2.         Before granting such a certificate, the Controller of Housing under reg 11(3) of the HDA Regulations must be satisfied that owing to special circumstances or hardship or necessity, compliance with any of the provisions in the contract of sale under the HDA Regulations is impractical or unnecessary.

 

3.         In the event that the application is rejected and the developer is aggrieved by the decision of the Controller, the remedy is already provided for in reg 12 of HDA Regulations on appeal to the Minister.

 

4.         A developer that deviates from the HDA and the Regulations by modifying the standard statutory form of SPA in Schedule G without a certificate of the Controller approving the modification would be in breach of the HDA and the HDA Regulations. Certificate must be in writing expressly waiving or modifying specific provisions of Schedule G and nothing short of that would be a valid waiver or modification.

 

5.         A developer undertaking a housing development as defined under the HDA must have a license under s. 5 of the HDA and must comply with the HDA as well as the HDA Regulations.

 

6.         To allow the developer to say that it is not bound by the HDA would be to provide a convenient exit and escape from the mandatory provision stipulated under the HDA and that under the prescribed Form G.

 

7.         No provision in the HDA or the HDA Regulations declared the SPA not in compliance with Schedule G is null and void. It is the relevant clauses in the unauthorised modification to the Schedule G SPA that would be null and void.

 

8.         Where a developer makes changes to Schedule G that are not approved by the Controller, the purchaser would have the right to enforce the SPA in Schedule G as prescribed as if unamended and unmodified.

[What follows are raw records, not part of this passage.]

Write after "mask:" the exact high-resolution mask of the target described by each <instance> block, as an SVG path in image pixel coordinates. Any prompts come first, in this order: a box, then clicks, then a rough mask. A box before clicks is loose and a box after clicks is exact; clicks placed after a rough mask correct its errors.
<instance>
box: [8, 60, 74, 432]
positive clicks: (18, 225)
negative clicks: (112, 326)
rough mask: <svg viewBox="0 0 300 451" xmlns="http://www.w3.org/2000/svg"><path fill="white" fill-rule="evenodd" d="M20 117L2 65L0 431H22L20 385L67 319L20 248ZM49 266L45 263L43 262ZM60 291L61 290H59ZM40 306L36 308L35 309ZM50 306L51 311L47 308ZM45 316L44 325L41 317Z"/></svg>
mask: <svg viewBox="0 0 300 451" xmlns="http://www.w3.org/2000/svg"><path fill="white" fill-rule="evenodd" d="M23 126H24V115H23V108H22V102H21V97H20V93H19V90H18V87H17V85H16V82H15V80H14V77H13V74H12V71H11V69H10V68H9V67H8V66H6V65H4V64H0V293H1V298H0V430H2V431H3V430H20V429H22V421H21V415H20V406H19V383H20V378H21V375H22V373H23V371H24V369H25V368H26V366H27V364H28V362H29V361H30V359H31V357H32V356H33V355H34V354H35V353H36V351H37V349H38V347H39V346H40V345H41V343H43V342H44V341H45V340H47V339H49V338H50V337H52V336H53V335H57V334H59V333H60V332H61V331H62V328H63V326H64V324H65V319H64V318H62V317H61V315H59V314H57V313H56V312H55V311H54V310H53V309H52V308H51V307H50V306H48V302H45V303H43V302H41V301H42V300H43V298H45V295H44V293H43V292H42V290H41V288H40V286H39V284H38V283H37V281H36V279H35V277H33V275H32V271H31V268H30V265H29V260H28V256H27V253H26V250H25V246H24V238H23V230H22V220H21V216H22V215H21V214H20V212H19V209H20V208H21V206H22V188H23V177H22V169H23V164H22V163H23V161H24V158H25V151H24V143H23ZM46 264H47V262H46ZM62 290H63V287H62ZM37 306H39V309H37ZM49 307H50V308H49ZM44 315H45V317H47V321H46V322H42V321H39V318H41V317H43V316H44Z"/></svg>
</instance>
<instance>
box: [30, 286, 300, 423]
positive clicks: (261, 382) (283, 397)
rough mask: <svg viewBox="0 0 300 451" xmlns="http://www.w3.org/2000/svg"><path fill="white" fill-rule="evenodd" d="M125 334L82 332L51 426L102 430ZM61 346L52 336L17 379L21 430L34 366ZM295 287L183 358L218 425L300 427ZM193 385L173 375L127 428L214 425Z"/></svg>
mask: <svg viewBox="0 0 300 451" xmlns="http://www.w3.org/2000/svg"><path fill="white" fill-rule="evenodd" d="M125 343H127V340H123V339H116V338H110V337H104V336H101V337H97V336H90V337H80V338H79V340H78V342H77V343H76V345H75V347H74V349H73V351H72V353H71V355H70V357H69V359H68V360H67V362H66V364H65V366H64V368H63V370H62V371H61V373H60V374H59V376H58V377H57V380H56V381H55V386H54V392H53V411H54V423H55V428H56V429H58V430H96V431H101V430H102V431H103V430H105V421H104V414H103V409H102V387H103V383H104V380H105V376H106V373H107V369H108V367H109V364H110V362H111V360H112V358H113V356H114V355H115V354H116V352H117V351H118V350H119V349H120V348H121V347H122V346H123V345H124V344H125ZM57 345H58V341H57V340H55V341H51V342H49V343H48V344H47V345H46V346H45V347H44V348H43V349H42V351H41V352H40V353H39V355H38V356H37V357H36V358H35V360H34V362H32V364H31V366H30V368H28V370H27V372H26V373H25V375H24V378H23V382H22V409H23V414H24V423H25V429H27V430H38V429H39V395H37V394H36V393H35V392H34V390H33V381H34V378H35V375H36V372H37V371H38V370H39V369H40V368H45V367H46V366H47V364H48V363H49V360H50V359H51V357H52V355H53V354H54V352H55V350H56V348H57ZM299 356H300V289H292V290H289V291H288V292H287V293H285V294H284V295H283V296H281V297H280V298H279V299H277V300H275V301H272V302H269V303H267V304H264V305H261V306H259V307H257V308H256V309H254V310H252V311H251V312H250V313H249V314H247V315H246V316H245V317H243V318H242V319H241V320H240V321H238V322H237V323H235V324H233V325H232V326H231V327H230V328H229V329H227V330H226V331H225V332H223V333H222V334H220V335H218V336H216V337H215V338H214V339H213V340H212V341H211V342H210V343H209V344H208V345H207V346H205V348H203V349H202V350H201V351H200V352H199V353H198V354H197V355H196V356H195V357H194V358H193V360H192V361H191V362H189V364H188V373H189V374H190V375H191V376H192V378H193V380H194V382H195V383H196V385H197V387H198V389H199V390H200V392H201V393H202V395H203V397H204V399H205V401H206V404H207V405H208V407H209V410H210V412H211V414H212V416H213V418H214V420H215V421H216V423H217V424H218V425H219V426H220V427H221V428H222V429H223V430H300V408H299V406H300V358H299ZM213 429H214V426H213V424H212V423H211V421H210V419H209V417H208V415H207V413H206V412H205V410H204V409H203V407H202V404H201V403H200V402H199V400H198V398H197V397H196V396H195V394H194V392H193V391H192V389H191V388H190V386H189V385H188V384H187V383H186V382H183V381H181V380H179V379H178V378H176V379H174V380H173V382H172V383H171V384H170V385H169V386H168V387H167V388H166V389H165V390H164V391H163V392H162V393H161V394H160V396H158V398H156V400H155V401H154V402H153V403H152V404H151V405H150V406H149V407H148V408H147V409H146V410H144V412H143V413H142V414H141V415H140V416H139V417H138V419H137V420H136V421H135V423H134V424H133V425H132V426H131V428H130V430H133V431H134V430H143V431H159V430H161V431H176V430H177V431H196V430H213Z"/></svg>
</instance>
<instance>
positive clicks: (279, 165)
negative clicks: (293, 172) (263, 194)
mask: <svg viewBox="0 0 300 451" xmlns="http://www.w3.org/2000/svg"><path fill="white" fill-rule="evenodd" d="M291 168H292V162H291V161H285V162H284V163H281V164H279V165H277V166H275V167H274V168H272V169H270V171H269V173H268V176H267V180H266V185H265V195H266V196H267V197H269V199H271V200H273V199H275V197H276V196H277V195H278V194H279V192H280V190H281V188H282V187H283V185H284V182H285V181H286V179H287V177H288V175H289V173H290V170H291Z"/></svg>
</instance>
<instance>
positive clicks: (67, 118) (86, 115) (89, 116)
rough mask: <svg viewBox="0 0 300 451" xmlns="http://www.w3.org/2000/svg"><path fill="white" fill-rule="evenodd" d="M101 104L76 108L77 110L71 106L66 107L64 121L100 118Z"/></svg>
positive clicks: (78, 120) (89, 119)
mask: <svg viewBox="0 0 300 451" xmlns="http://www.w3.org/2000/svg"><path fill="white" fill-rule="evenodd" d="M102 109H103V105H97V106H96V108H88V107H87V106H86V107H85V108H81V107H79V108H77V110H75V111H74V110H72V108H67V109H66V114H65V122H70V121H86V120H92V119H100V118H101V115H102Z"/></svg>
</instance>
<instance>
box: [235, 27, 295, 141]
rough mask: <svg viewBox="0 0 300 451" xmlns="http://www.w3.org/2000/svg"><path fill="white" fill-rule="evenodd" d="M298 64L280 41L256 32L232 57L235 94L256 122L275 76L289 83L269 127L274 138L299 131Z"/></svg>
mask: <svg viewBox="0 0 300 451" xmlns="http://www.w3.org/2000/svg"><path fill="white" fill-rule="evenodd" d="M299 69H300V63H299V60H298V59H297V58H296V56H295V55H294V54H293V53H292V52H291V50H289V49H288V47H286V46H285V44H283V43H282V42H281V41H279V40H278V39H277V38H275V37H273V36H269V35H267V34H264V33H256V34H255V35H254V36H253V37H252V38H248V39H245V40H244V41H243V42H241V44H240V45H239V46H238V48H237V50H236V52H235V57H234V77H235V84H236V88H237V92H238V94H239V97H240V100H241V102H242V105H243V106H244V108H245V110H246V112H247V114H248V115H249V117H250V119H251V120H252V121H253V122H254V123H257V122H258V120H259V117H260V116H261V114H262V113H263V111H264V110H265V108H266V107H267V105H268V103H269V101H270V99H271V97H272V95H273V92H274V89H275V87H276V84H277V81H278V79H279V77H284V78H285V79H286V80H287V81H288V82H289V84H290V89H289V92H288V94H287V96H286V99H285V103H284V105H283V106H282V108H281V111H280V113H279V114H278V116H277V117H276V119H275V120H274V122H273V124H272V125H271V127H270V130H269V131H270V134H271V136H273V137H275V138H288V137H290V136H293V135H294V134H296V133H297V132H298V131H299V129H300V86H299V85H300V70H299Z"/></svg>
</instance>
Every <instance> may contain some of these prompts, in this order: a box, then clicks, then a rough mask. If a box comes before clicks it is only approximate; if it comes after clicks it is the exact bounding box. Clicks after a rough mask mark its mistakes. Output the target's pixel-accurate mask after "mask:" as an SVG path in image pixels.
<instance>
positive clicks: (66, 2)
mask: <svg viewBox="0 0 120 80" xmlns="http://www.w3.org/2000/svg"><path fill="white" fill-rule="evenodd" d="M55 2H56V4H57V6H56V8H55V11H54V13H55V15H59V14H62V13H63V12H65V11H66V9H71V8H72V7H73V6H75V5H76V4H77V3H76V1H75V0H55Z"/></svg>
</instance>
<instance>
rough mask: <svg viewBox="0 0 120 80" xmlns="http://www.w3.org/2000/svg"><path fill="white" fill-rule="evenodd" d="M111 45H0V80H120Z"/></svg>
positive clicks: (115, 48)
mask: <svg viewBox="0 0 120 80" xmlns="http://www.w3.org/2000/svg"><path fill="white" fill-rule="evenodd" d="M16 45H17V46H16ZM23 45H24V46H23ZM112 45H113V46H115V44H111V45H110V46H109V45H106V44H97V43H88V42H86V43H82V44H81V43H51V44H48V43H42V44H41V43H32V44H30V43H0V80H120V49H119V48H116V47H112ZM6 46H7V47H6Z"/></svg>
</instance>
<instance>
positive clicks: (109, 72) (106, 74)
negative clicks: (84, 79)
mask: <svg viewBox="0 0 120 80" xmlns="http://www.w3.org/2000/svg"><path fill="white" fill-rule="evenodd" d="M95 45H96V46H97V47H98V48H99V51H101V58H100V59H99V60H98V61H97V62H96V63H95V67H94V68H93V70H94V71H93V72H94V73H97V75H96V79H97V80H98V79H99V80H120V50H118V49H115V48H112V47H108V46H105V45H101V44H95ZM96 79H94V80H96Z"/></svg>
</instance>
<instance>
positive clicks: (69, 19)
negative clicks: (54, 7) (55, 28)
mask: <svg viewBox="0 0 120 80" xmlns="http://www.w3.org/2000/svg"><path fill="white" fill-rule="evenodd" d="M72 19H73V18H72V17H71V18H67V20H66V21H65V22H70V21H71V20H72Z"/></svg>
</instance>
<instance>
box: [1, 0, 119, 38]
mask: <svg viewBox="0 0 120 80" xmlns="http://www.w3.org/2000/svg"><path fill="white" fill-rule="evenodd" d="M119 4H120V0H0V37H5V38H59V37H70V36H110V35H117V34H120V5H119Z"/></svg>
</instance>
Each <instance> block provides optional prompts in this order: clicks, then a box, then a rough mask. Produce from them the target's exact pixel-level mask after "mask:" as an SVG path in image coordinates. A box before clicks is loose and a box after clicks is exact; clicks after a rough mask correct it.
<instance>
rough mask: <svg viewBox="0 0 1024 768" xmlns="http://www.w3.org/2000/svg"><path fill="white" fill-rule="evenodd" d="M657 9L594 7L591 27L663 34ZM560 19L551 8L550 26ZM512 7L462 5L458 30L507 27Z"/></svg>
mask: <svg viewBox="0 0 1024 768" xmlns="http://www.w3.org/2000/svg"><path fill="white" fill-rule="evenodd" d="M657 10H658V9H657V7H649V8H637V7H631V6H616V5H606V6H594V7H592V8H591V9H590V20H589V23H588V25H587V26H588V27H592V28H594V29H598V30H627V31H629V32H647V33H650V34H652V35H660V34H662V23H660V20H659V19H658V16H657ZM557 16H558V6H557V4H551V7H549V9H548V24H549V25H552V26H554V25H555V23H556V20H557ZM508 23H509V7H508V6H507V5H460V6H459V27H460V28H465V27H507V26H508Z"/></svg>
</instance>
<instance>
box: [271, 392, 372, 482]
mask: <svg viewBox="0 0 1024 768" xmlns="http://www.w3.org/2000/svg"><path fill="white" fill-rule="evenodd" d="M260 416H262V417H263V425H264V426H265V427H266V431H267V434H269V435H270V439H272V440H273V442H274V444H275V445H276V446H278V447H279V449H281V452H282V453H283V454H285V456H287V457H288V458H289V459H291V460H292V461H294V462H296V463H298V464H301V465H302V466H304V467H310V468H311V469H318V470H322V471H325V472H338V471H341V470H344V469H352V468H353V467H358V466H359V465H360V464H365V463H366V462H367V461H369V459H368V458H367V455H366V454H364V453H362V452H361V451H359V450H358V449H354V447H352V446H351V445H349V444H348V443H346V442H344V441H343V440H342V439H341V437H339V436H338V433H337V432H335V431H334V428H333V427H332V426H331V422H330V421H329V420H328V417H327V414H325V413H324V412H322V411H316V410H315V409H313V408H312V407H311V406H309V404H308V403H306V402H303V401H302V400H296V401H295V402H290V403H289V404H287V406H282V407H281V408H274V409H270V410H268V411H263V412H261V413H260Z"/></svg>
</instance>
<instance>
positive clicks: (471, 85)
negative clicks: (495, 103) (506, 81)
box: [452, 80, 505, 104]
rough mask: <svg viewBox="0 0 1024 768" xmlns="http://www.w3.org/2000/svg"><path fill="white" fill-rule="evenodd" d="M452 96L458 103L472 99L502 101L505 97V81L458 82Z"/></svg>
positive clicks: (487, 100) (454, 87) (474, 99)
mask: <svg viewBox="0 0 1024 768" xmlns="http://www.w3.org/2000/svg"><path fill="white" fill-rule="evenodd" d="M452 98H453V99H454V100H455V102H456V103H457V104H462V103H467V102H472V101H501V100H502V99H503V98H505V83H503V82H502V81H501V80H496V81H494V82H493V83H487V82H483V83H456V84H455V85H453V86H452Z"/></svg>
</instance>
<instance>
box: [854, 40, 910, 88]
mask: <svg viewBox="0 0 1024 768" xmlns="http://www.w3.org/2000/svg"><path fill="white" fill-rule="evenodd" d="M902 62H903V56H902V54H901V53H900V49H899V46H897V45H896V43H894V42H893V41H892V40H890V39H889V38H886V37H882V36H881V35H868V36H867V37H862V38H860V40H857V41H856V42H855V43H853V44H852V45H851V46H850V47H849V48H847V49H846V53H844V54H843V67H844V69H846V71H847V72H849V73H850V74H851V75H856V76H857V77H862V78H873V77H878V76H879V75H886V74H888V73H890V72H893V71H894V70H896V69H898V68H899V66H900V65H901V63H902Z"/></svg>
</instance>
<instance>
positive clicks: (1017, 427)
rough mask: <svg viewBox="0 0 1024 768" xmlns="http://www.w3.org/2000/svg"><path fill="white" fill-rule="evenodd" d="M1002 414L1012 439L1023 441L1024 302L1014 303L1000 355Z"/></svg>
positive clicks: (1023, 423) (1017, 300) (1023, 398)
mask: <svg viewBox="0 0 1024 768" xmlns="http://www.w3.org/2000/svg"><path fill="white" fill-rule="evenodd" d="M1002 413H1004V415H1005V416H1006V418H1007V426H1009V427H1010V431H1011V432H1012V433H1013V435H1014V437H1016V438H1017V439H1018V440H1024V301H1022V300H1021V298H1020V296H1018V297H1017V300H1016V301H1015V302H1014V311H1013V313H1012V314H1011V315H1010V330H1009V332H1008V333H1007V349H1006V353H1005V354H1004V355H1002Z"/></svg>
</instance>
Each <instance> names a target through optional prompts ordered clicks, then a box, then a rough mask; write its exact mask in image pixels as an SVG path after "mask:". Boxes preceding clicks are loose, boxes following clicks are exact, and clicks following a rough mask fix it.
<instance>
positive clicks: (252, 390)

9.  This is not a case of the court rewriting the contract of sale for the parties but rather one in which the developer had not followed the statutory form standard contract for the SPA and what the court would do is to allow the purchasers to enforce their rights as if Schedule G

had been followed to the letter.

Decision

1.         The fact that the purchasers had obtained a registration of the lease with no objection prior to the filing of their suit in the High Court does not bar or stop them from making a claim for specific performance based on what they should have obtained.

 

2.         The fact that the purchasers had seemingly agreed to take a lease instead of a transfer of the whole of the freehold title, does not affect their rights protected under the HDA and the HDA Regulations.

 

3.         Appeal was allowed and the order of the High Court was set aside.

 

4.         The Court of Appeal ordered that the houses and the land on which the houses were built must be transferred to and registered under the Purchasers’ names, as what was intended by the prescribed Schedule G SPA under the HDA

 

Key take away

1.         The rights of Purchaser in the sale of housing development are provided and protected under the HDA and the HDA Regulations.

 

2.         The HDA and the HDA Regulations were enacted as legislation designed to protect the innocent purchasers who have little or no bargaining power and who are often not aware of their legal rights under the law.

 

3.         In normal cases of contract, parties have freedom to make provisions between themselves. However, a housing developer does not enjoy such freedom and shall follow the statutory schedule provided under HDA Regulations unless certified by the Controller.

 

4.         Even in instances where a modified SPA had been signed by a purchaser, the Agreement may be enforced as if no modification was made.

 

5.         The compliance is clearly and manifestly mandatory. It cannot be optional to the developer or proprietor and the question of consent of the purchasers does not arise.

 

6.         Purchasers under Schedule G of the HDA shall have freehold ownership.